Chronic painful conditions comprise five of the 11 top-ranking conditions for years lived with disability in 2010 (Vos 2012), and are responsible for considerable loss of quality of life, employment, and increased health costs (Moore 2013a).
Description of the intervention
Imipramine is a tricyclic antidepressant (TCA), most commonly used to treat depressive illness and nocturnal enuresis in children. It is partially converted in the body to an active metabolite, desipramine, another TCA. Imipramine is not licensed in the UK for treating neuropathic pain or fibromyalgia but is commonly used for these conditions. It is also used around the world for neuropathic pain, irrespective of licensing.
Imipramine is available as tablets (10 mg and 25 mg). For treating neuropathic pain, typical starting dosages are between 10 mg and 25 mg daily, usually taken at night, increasing to 75 mg daily if necessary. The main adverse effects are due to its anticholinergic activity and include dry mouth, weight gain and drowsiness (although it is less sedating than amitriptyline).

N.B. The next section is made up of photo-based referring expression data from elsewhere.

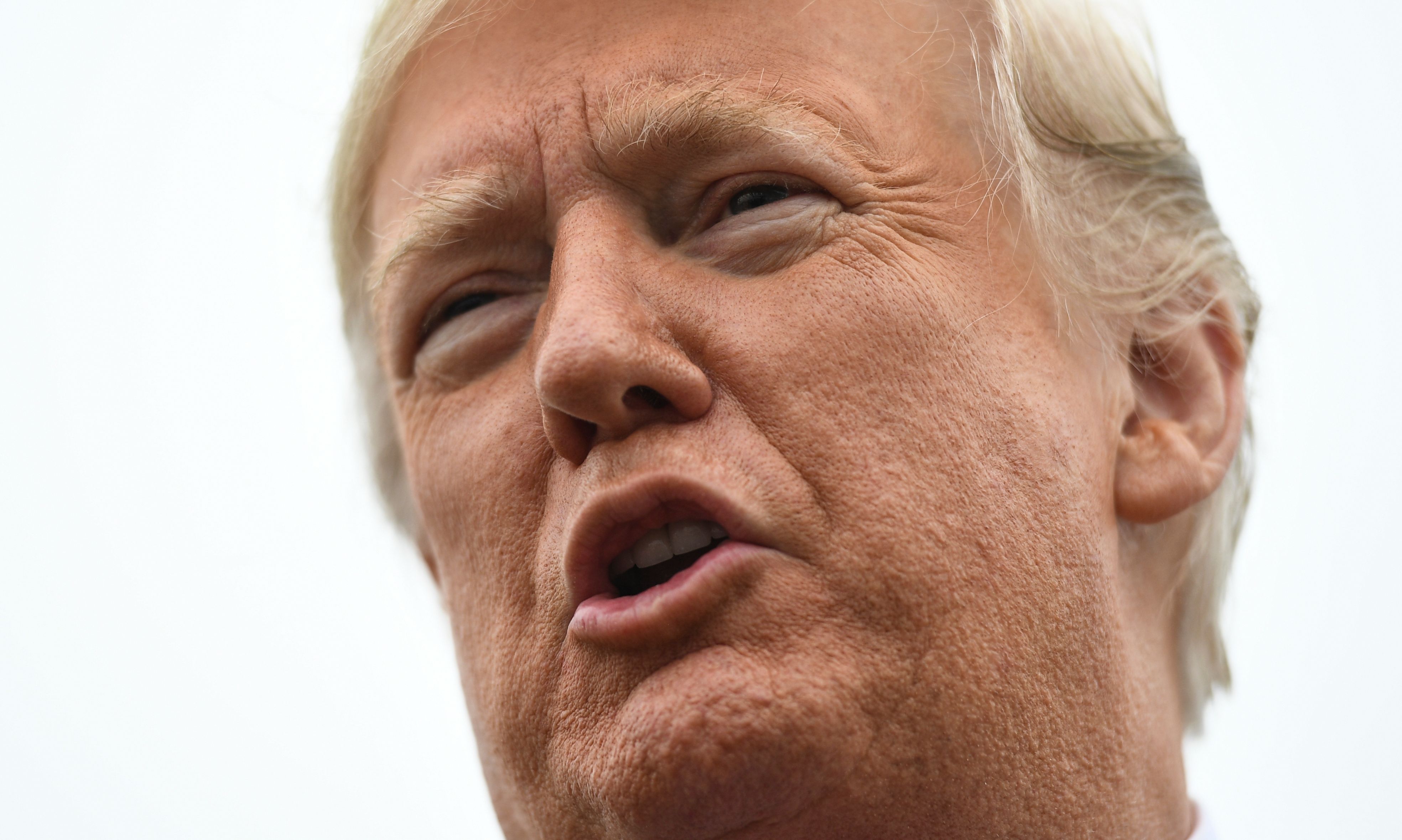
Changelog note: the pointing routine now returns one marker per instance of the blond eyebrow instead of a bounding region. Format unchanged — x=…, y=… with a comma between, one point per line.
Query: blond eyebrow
x=708, y=111
x=451, y=209
x=638, y=115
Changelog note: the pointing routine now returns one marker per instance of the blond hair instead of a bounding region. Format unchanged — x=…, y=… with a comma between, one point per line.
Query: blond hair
x=1110, y=191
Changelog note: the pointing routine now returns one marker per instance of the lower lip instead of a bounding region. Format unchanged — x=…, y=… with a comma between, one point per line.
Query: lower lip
x=668, y=611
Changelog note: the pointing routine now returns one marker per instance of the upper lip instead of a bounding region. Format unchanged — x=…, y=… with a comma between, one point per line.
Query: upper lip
x=617, y=517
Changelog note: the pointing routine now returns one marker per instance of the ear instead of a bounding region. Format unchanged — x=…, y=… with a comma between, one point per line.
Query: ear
x=1185, y=425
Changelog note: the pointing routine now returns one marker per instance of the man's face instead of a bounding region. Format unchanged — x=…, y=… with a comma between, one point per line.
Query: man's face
x=742, y=268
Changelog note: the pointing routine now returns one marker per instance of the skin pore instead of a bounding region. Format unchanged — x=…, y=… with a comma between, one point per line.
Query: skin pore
x=725, y=260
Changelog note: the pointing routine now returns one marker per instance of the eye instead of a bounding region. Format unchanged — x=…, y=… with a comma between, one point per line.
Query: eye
x=758, y=197
x=459, y=308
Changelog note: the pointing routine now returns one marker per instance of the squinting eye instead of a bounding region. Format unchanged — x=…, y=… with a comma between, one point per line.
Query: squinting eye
x=758, y=197
x=460, y=308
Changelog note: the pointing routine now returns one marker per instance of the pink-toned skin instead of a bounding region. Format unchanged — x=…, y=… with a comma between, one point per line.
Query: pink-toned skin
x=926, y=623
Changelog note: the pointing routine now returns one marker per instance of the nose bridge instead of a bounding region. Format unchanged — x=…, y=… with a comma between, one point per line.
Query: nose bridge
x=593, y=316
x=606, y=362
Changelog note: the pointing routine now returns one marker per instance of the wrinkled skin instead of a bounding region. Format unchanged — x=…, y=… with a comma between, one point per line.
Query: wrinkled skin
x=941, y=633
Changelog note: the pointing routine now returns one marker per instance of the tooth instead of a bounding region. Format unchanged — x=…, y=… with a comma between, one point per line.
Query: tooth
x=689, y=535
x=622, y=564
x=653, y=549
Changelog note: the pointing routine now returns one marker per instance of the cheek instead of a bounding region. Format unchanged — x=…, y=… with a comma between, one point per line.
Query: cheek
x=477, y=462
x=950, y=438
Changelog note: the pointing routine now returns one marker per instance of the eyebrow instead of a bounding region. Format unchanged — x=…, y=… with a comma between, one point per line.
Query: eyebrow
x=704, y=113
x=635, y=118
x=451, y=212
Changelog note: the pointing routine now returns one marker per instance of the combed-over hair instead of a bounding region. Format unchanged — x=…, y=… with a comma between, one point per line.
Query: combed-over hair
x=1083, y=136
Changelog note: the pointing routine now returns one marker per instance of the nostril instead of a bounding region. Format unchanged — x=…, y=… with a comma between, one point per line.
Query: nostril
x=643, y=396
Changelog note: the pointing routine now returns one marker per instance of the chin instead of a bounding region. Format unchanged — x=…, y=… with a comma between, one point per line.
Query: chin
x=717, y=742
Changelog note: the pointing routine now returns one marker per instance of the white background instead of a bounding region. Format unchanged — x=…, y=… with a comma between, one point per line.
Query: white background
x=207, y=629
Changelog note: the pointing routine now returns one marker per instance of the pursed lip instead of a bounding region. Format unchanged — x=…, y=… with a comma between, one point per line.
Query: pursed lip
x=614, y=519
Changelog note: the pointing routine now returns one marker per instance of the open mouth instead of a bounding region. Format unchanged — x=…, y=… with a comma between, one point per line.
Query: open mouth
x=662, y=553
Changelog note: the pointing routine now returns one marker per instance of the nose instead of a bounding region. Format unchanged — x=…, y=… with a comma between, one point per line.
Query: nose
x=606, y=364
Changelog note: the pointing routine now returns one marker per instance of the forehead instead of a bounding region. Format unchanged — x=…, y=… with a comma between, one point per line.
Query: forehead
x=536, y=85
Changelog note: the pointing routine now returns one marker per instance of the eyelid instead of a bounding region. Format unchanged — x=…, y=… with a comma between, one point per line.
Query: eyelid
x=500, y=284
x=716, y=201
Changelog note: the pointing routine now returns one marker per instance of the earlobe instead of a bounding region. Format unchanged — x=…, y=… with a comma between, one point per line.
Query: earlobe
x=1185, y=427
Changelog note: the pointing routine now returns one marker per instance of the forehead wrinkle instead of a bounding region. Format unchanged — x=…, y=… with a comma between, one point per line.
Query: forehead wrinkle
x=451, y=211
x=655, y=115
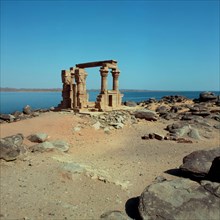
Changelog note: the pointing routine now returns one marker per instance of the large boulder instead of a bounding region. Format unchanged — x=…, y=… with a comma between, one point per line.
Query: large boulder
x=11, y=147
x=180, y=199
x=146, y=114
x=207, y=96
x=27, y=110
x=198, y=163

How the intervention might work
The mechanism of action of imipramine in the treatment of neuropathic pain and fibromyalgia remains uncertain, though it is known to be a strong reuptake inhibitor of serotonin and, to a lesser extent, norepinephrine (Watson 2013). Its active metabolite, desipramine, is conversely a very strong reuptake inhibitor of norepinephrine, and to a lesser extent, serotonin. The mechanism is likely to differ from that in depression since analgesia with TCAs is often achieved at lower doses than are needed for antidepressant effects. An alternative mechanism is likely to involve its action (as with many other analgesics) in blocking sodium channels in nerve membranes.
Why it is important to do this review
The earlier review of antidepressants for neuropathic pain (Saarto 2007) is being updated with separate reviews for individual drugs due to the large amount of data now available. These separate reviews will use more stringent criteria of validity, which include the level of response obtained, the duration of study and method of imputation of missing data (Moore 2012b). The individual reviews will be included in an overview of antidepressant drugs for neuropathic pain and fibromyalgia. Appendix 1 gives details of recent changes to the thinking about chronic pain and evidence.
This Cochrane review will assess evidence in ways that make both statistical and clinical sense, and will use developing criteria for what constitutes reliable evidence in chronic pain (Moore 2010a). Trials included and analysed will need to meet a minimum of reporting quality (blinding, randomisation), validity (duration, dose and timing, diagnosis, outcomes, etc) and size (ideally at least 500 participants in a comparison in which the NNT is four or above (Moore 1998)). This sets high standards and marks a departure from how reviews have been done previously.